AMU Aligarh Violence2It is reported that the police contingent escorted the Hindu Vahini group to the main gate of the university, and when AMU students protested against their illegal incursion in the campus, the policemen beat up the students violently At the same time police authorities are continuing to refuse to file cases against the extremist Hindu Vahini volunteers for illegal violent trespassing.

Kaleem Kawaja in his statement stated that the said portrait of Mr Jinnah was installed in a building of the AMU Students Union at the AMU campus in 1938 in recognition of his becoming a member of the AMU Students Union at that time. Indeed many photographs of Mr Jinnah with other prominent freedom fighters of that era are, since long being displayed in the main building of the Indian parliament, and the High Court in Mumbai. In late 1948 after Mr Jinnah’s death, the Indian Constituent Assembly, the forerunner of the Indian parliament, passed a condolence motion and sent it to the Government of Pakistan. The significance of Mr Jinnah’s photograph in an AMU building is a similar historical phenomenon that should not be misconstrued otherwise.

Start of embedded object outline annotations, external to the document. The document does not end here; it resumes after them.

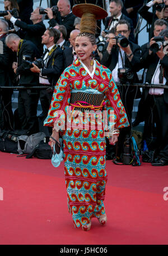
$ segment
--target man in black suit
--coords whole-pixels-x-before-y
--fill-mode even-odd
[[[44,56],[44,68],[40,69],[34,63],[30,70],[39,73],[39,84],[48,86],[48,89],[40,90],[40,100],[43,110],[41,119],[45,119],[50,105],[54,87],[63,70],[63,51],[57,45],[60,32],[53,28],[48,28],[42,36],[42,44],[46,46]]]
[[[33,0],[17,0],[19,6],[19,14],[21,20],[27,24],[31,24],[30,15],[33,11]]]
[[[70,43],[66,41],[67,34],[67,29],[63,25],[57,25],[54,26],[54,29],[58,29],[60,32],[60,38],[57,42],[57,44],[59,46],[62,50],[64,50],[66,47],[69,46]]]
[[[75,52],[75,40],[77,35],[80,33],[78,29],[74,29],[71,32],[69,41],[71,47],[65,47],[63,51],[64,68],[71,65],[77,58]]]
[[[115,25],[120,20],[125,20],[130,24],[130,33],[129,39],[135,42],[134,35],[134,28],[133,23],[130,19],[122,14],[123,3],[122,0],[111,0],[110,2],[110,12],[111,16],[106,18],[105,21],[104,30],[102,32],[102,35],[104,37],[107,33],[105,30],[110,30],[112,28],[115,27]]]
[[[8,32],[8,24],[0,19],[0,80],[1,86],[12,86],[13,52],[5,44]],[[0,129],[13,129],[13,114],[12,109],[12,89],[0,88]]]
[[[43,46],[41,44],[41,36],[46,30],[43,23],[44,15],[40,14],[39,10],[41,7],[38,7],[31,14],[30,20],[32,24],[26,23],[15,18],[8,12],[8,15],[4,16],[5,19],[10,20],[13,25],[20,28],[17,33],[18,35],[25,40],[32,42],[38,48],[42,55],[43,53]]]
[[[33,61],[39,58],[36,46],[30,41],[21,39],[16,34],[10,34],[6,38],[8,47],[17,53],[17,63],[13,64],[14,72],[18,77],[18,86],[25,87],[38,86],[39,76],[30,70],[25,61],[28,58]],[[27,135],[39,131],[36,116],[39,93],[36,89],[20,89],[18,96],[18,113],[21,129],[27,130]]]
[[[115,27],[115,35],[119,34],[124,36],[127,39],[130,34],[129,24],[125,20],[120,20]],[[120,86],[118,87],[121,99],[125,109],[129,123],[131,123],[132,113],[134,100],[137,92],[134,87],[124,86],[122,83],[126,82],[129,83],[139,82],[137,71],[139,71],[140,64],[140,47],[132,42],[128,41],[127,47],[122,47],[118,43],[115,38],[111,38],[106,50],[103,53],[101,63],[109,68],[112,71],[113,77],[116,82],[120,82]],[[119,69],[128,69],[132,74],[132,78],[129,79],[122,78],[119,74]],[[125,82],[124,82],[125,80]],[[130,127],[122,129],[119,137],[116,156],[122,157],[123,153],[123,143],[126,136],[130,137]]]
[[[162,30],[160,35],[168,40],[168,29]],[[147,69],[146,83],[153,84],[168,84],[168,56],[167,46],[163,45],[156,51],[152,48],[155,43],[155,38],[152,38],[150,47],[143,52],[141,62],[144,68]],[[156,142],[151,149],[149,143],[149,149],[155,150],[153,156],[153,166],[163,166],[168,164],[168,89],[162,88],[146,88],[144,92],[146,103],[144,112],[145,124],[144,139],[152,136],[153,127],[156,128]]]
[[[161,31],[164,29],[166,29],[167,26],[167,23],[165,20],[158,19],[155,21],[154,23],[154,30],[153,34],[154,37],[158,37],[159,34]],[[142,51],[142,56],[143,56],[144,54],[146,54],[146,52],[148,52],[150,47],[150,43],[146,43],[144,44],[143,44],[141,48]],[[143,69],[143,66],[141,67]],[[146,73],[146,69],[144,69],[143,70],[142,75],[142,82],[144,82],[145,81],[145,75]],[[144,89],[143,89],[143,93],[142,95],[142,97],[138,104],[138,110],[137,113],[136,118],[135,120],[132,123],[132,126],[137,126],[139,124],[139,123],[144,122],[144,111],[145,111],[145,104],[144,102]]]
[[[158,5],[164,3],[165,7],[160,10],[156,9]],[[153,7],[152,12],[149,11],[151,7]],[[149,24],[151,24],[149,37],[151,39],[153,37],[153,29],[155,21],[158,19],[164,19],[168,21],[168,0],[153,0],[150,1],[148,3],[144,5],[138,10],[140,15],[146,20]]]
[[[59,0],[57,7],[59,12],[55,18],[52,10],[50,8],[46,8],[46,12],[50,20],[48,23],[52,27],[55,26],[57,24],[65,26],[67,31],[66,40],[68,41],[71,32],[74,29],[74,21],[76,16],[71,11],[71,3],[69,0]]]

Kaleem Kawaja, speaking for a large number of Indian-Americans who live in North America, said that they are very aggrieved at the outrageous and violent behaviour of the Indian police in abetting the illegal action of a bunch of Hindu extremists against the century old AMU, and in doing violence to the peaceful AMU students. We categorically condemn this action of the Indian police, and request the government of India to take appropriate action against the erring policemen and extremist Hindu activists.